LISA MASCARO and ALI SVENSON (Associated Press)
WASHINGTON (FloridaToday.news) — Robert F. Kennedy Jr. defended himself Thursday against accusations that he spreads racist and hateful conspiracy theories online as he testified at a House hearing on government censorship despite requests from outside groups to withdraw the Democratic presidential candidate’s invitation following his recent anti-Semitic remarks.
The federal government’s Republican-led military subcommittee is reinforcing GOP claims that tech companies that work regularly with the government are trying to stop the spread of misinformation online by unfairly targeting conservatives and others.
In his opening remarks, Kennedy referred to the legacy of his famous family, denouncing complaints of racism and anti-Semitism against him.
“This is an attempt to censor censorship hearings,” said Kennedy, son of Roberts F. Kennedy and nephew of President John F. Kennedy.
Kennedy defended his social media posts that addressed racial issues, vaccine safety, and other issues by not calling them “racist or anti-Semitic.” He said his family has long believed in the right to free speech enshrined in the First Amendment.
“The First Amendment was not written for easy speech,” Kennedy said. “It was a speech that no one likes you for.
Republicans are seeking to promote Kennedy after he announced in April that he was preparing a long-term Democratic primary challenge to President Joe Biden. Kennedy presidential campaign chairman Dennis Kucinich, a former congressman and former presidential candidate, sat in the front row behind him.
Big tech companies have vehemently rejected the GOP claims and say they apply their rules impartially to everyone, regardless of ideology or political affiliation. And the researchers found no widespread evidence that social media companies discriminate against conservative news, messages, or materials.
The top Democrat in the House panel, Rep. Stacy Plaskett of the Virgin Islands, said the Republican majority provides Kennedy and others with a platform to promote conspiracy theories and rallying calls for “bigotry and hate.”

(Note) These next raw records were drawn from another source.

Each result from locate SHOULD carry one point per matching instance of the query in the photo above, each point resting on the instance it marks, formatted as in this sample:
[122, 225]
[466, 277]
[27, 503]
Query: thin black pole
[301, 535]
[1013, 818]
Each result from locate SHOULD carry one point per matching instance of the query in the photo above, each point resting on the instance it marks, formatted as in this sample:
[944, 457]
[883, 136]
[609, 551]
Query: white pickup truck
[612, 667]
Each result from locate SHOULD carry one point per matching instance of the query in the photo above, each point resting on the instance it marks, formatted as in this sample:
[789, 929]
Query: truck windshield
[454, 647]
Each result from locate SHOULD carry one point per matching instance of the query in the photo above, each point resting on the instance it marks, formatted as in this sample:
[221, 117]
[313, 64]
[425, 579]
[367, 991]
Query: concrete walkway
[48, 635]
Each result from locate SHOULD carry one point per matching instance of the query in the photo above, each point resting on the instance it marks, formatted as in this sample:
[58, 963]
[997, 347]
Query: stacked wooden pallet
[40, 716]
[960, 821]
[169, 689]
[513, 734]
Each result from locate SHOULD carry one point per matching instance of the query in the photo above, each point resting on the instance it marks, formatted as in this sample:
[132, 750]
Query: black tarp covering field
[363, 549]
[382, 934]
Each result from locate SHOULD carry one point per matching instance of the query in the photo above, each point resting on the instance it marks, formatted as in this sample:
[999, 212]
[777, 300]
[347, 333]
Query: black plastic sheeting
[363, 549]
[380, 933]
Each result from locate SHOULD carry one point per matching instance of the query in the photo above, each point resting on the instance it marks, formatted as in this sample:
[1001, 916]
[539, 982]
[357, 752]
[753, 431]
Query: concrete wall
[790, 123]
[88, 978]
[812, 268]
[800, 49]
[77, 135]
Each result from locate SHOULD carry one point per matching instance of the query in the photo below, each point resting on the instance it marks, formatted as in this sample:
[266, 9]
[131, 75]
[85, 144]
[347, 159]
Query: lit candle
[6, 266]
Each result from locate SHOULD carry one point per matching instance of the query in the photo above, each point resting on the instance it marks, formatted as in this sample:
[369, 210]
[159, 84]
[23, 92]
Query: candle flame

“This is not the freedom of speech that I know,” Plaskett said.
The hearing comes after a federal judge recently sought to bar the Biden administration from collaborating with social media to track misinformation and other online communications. The Court of Appeal temporarily suspended the execution of the order.
Commission chairman Rep. Jim Jordan, D-Ohio, supported the decision to have Kennedy testify. In his opening remarks, Jordan described what he said were examples of censorship, including the White House’s request to Twitter to remove Kennedy’s racially motivated post about COVID-19 vaccines.
“That’s why Mr. Kennedy is running for president – to help us expose and stop what’s going on,” Jordan said.
The watchdog group asked Jordan to turn down Kennedy’s invitation after he suggested that COVID-19 could be “ethnically targeted” to save Ashkenazi Jews and Chinese.
In these videotaped remarks, first published by The New York Post, Kennedy said “there is an argument” that COVID-19 “targets ethnicity” and that it “disproportionately attacks certain races.”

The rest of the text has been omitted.